We, yes all of us, have been saved, our salvation from slavery to sin, is within our grasp. Our Saviour took bread and as he broke it said, ‘This is my body, which is for you, do this in memory of me, and that is what we, as followers of the Saviour, have done ever since and will continue to do so. This was the Lord’s gift to us, who are we to refuse it, or to cheapen it or to devalue it?

Tonight let us pray for those in ‘Communion’ with the Lord; for those whose hearts are lifted by the presence of the Lord in their lives; for those who hunger and thirst for Justice; for those who feed the poor; visit those who are in prison; care for the sick; visit the housebound; inspire the young; be with those who have messy and messed up lives; for the elderly and those nearing their death, and especially on this night let us pray for our priests, the ministers of the Eucharist.

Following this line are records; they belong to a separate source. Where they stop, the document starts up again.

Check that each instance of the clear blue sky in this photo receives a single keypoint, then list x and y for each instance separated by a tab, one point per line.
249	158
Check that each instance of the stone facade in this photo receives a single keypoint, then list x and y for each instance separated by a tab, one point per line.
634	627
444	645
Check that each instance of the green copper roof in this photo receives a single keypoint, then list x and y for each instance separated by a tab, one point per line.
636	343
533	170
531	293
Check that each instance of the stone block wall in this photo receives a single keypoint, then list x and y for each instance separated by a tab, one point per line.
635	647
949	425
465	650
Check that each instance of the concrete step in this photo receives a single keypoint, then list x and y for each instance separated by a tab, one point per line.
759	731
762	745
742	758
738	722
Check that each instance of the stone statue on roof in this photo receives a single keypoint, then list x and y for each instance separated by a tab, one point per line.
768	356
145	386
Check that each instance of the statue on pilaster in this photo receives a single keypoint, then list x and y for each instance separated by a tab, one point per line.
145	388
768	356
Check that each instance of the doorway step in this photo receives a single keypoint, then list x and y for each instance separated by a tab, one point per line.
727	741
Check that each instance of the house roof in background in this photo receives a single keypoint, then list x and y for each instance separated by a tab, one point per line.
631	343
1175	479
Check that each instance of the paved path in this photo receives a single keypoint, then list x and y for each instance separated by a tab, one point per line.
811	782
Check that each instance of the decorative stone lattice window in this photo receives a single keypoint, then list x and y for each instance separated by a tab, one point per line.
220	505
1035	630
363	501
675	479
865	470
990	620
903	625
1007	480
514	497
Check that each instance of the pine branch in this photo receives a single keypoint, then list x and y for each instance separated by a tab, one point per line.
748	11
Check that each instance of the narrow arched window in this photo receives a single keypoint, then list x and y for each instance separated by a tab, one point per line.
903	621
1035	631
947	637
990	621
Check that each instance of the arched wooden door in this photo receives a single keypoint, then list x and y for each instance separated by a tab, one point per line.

Let us be nourished by this Bread of Heaven and may it bring strength to the very essence of our faith, of our being.

We will now re-enact the time when the Lord of the world came and undertook a slave’s task of washing feet which is an illustration of the way he washes our feet all through our lives. Jesus shows in this act that God doesn’t want to trample on us, but kneels down before us to exalt us. The mystery of the greatness of God is seen precisely in the fact that He can be small. In the action of foot washing, (which Pope Francis famously imitated by kissing the feet of aids patients when he was the Cardinal in Buenos Aires), Jesus showed us that power is changed from the inside and we should accept Jesus and His way of life, whose whole self is there in the action of foot washing. Only then can our world be healed and people be able to live at peace and with one another.